A “without-cause termination” (i.e., dismissal with notice or severance in lieu) is generally not permitted once the CA is in force.
If the employer terminates an employee without cause, the union can grieve the termination and take it to arbitration, where the employer must demonstrate “just cause” under the CA.
So, even if you follow a fair process and have performance-related reasons, you still need to meet the “just cause” standard — or use a non-disciplinary layoff or redundancy provision if the CA allows it (e.g., lack of work, funding cut, or reorganization).
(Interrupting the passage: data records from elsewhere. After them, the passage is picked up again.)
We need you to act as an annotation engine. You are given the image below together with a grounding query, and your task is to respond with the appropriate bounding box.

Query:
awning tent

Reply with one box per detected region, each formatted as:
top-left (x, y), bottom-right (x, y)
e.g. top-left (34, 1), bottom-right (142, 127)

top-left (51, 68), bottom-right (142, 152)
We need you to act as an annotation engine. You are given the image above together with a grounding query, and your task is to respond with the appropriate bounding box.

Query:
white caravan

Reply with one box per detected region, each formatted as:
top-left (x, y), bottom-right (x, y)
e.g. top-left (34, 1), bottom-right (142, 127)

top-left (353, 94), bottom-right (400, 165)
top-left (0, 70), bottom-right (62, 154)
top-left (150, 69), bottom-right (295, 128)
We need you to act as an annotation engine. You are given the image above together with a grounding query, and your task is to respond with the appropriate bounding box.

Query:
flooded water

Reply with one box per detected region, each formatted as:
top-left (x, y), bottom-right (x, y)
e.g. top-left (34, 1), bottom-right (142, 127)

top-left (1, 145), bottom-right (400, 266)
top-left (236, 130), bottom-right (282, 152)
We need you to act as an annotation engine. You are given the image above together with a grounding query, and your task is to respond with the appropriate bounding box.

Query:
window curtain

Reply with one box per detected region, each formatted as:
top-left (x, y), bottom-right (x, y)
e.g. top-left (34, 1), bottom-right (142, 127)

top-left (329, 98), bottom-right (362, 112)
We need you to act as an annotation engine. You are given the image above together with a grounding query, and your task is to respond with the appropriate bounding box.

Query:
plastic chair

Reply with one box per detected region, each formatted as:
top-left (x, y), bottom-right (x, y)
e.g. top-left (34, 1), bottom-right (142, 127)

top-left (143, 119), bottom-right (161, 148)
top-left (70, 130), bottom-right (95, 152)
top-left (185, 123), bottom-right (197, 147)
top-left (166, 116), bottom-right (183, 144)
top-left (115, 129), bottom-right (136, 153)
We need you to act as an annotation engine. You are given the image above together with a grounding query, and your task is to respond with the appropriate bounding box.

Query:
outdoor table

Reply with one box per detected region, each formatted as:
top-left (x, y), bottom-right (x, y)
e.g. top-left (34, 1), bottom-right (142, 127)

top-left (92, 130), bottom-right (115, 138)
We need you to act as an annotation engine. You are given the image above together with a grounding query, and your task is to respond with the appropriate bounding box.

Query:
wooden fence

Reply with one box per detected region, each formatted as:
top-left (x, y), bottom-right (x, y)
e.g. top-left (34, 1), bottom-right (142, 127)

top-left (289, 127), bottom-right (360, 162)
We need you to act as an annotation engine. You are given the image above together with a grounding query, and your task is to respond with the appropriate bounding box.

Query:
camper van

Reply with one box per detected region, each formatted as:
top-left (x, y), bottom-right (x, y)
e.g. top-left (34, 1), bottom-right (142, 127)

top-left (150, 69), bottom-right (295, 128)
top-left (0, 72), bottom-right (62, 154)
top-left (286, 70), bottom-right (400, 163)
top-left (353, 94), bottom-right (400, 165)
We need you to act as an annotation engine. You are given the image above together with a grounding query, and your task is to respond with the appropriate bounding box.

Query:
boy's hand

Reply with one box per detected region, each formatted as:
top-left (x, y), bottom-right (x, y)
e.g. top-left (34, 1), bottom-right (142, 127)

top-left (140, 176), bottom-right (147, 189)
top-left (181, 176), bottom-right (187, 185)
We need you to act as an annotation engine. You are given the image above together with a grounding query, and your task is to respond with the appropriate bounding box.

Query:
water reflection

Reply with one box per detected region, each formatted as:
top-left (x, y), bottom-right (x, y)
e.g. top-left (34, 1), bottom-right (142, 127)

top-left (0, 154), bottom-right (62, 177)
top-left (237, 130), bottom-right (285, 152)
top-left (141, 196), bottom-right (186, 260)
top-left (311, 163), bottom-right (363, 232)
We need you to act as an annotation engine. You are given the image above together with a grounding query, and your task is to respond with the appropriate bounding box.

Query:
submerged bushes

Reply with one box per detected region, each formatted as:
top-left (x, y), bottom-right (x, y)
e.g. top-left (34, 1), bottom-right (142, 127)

Bottom line: In a unionized setting, you cannot retain a unilateral “without-cause termination” right unless the union expressly agrees to include such a clause — and that’s extremely rare because it undermines the core protection of “just cause.”
2. Including a “Without-Cause Termination” Section
It’s generally not advisable to include a section referencing “without-cause termination” in the CA. Doing so could create a conflict with the fundamental “just cause” protection in most CAs.
Instead, you can:
Include a separate layoff or position-elimination clause, which allows terminations for operational reasons, usually with recall rights, notice, or severance conditions.
Maintain probationary period language, since employees within probation can usually be released “without cause” (subject to reasonableness and non-discrimination).
If your intent is to maintain flexibility, work with the union to clarify:
Layoff and recall procedures.
How terminations for funding loss or program closure are handled.
Whether fixed-term or project-based roles are excluded from the bargaining unit.
3. Meaning of “For Just and Proper Cause”
The phrase “for just and proper cause” is a variation of “for just cause” and is interpreted the same way by arbitrators.
It means:
The employer must have a fair, valid, and proportionate reason to dismiss the employee, following due process.
It does not allow for without-cause dismissal; rather, it reinforces that any termination must be justified based on conduct, performance, or bona fide operational grounds (through layoff provisions).
4. Key Takeaways
Once unionized, you lose the right to terminate “without cause.”
You must rely on the CA for any termination (disciplinary or non-disciplinary).
“Just and proper cause” = “just cause.”
To preserve flexibility, focus on clear layoff, redundancy, and probationary language, not without-cause clauses.